The game, called “The Eastside Awakening,” immerses students in a fictitious world where they attend a school called Eastside High School. Westside theater teacher Jeremy Stoll plays the part of the dystopian principal, Jeremiah Stollin. The principal is drilling his students with test after test so they can be proficient on the exam that decides how much funding the school receives.

“By putting students in situations it causes them to engage in the content in a way that’s pretty real,” Easton said. “What I was hoping to create with this was a chance for them to experience a dystopian setting, which is in all their sci-fi books.”
At Eastside High School, there is also a group that is in opposition to this approach to education, called “the Awakening.”
“There’s this ‘Awakening’ that happens [at Eastside], where you join a cult[…]against taking these tests,” freshmen Kelly Kroeger and Emma Rieser said. “Then we get books that are banned because we joined the cult. You have secret missions. One is to hold a secret meeting, which is kind of like a practice graded discussion with other people that are reading the book.”

At the start of every class, the students watch a video featuring Mr. Stollin that furthers the narrative of the game and sometimes also provides a clue for a mission.

“One of their missions is to graffiti on the walls of Eastside,” Easton said. “The theater department donated panels to us and the art club painted them and the students right now during class will go up and write quotes from their books on the ‘walls.’”

Once the students have completed a mission, they email the leader of the Awakening, “Myster E,” played by Easton. For the game, each “teacher” has their own email that the students can send and receive emails from.
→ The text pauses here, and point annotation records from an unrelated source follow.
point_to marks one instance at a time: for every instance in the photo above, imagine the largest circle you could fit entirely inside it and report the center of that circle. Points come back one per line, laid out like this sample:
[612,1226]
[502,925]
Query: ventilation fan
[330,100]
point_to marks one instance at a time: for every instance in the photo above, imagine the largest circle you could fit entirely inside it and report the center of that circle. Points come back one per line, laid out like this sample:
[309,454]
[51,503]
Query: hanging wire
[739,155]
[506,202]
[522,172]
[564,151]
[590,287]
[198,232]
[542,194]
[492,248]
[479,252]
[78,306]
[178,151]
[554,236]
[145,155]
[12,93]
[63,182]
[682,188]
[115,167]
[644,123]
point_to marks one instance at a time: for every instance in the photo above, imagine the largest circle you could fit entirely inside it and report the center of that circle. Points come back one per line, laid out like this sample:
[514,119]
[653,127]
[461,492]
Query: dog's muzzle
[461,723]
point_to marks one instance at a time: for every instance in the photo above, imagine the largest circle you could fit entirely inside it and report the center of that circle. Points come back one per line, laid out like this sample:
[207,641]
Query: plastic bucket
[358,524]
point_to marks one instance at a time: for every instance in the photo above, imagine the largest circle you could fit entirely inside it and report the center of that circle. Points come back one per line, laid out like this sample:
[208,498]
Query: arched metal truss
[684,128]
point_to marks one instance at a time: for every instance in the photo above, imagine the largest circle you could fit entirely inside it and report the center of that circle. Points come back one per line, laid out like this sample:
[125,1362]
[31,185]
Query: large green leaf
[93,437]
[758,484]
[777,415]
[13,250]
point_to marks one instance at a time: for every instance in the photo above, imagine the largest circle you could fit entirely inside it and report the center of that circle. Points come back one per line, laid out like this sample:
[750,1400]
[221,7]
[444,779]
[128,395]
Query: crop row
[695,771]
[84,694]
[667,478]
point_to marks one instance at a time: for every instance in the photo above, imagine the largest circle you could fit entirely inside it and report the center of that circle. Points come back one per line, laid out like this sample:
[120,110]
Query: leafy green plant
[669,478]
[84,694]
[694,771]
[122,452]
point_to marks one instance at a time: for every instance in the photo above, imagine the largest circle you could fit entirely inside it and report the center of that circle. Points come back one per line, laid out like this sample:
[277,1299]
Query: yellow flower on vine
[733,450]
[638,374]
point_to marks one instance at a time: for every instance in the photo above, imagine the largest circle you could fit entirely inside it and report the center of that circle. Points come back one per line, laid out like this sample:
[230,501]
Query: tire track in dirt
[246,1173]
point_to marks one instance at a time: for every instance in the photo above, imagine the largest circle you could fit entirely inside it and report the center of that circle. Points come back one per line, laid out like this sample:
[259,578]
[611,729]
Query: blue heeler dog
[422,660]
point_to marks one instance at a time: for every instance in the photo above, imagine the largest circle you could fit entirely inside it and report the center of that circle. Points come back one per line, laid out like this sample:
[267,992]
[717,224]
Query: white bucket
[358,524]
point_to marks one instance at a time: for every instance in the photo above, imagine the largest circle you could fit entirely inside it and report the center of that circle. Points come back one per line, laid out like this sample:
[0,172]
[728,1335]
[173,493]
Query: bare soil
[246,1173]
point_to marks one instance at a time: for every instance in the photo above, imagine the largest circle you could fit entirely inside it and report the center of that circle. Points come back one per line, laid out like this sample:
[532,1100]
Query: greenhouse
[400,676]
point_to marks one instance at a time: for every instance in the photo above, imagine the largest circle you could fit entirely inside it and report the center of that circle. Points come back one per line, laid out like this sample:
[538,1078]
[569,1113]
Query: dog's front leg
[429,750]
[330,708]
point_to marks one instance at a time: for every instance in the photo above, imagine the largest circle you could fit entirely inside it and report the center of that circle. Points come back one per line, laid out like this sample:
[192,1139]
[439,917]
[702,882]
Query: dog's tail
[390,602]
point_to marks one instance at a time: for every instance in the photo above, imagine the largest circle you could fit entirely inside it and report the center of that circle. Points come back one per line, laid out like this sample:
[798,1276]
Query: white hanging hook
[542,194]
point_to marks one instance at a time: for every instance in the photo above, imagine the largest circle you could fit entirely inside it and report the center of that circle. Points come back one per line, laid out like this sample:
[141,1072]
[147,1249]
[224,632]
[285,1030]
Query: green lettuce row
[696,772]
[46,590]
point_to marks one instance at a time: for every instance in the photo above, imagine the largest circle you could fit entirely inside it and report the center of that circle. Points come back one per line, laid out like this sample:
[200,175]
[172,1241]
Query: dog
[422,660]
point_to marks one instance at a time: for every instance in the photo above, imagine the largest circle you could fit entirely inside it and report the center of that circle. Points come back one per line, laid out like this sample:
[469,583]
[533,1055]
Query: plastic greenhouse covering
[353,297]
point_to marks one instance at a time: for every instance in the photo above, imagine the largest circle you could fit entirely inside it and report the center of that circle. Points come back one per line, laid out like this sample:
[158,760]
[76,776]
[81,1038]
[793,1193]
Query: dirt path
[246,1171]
“When they finish the assignments, they email me and then I send them clues,” Easton said. “There’s a really big real-world element to all of this because there’s clues that have been in this building since August.”

Each clue leads to another and the end goal is to be able to completely fill out a hall pass, which the students received when they got their book.

“You have to unlock something at the end, which is what the hall pass is for,” Rieser said. “After you complete each mission, you get a clue to what you put in the hall pass.”

However, the students need to do a lot of work and preparation before the mysterious pass can be filled out.

“Wherever they need to go, there’s something that they need to do there,” Easton said. “There’s a lot of different things that they’re going to have to have figured out by the time they get there too. Otherwise, they’ll run into things that stop them.”

Easton hopes to incorporate this new approach to learning into other units as well. However, it might not be until next year that this way of teaching surfaces again.

“I don’t think I’ll be able to do it again this year because I have been working on this since June,” Easton said. “It took more of wrapping my mind around how to set all of it up than anything else. The actual setting up of it has gone quick. It’s been fun.”

When posed with the possible opportunity for another unit with a similar setup to this, Kroeger was all in for it as well.

“If that was a possibility, I would definitely [participate],” Kroeger said. “I [like this type of learning] because it’s fun to put yourself in a simulated world and it encourages you to work harder to complete the missions and to complete them well.”

Although “The Eastside Awakening” is a game with missions, it is by no means a competitive game.

“There’s not really an overall winner, it’s not a game in the sense that someone’s going to become champion,” Easton said. “Myster E is just prompting them to be free-thinking individuals, to be people who value literature, a conversation, [and] who aren’t going to buy into the standardized approach to education.”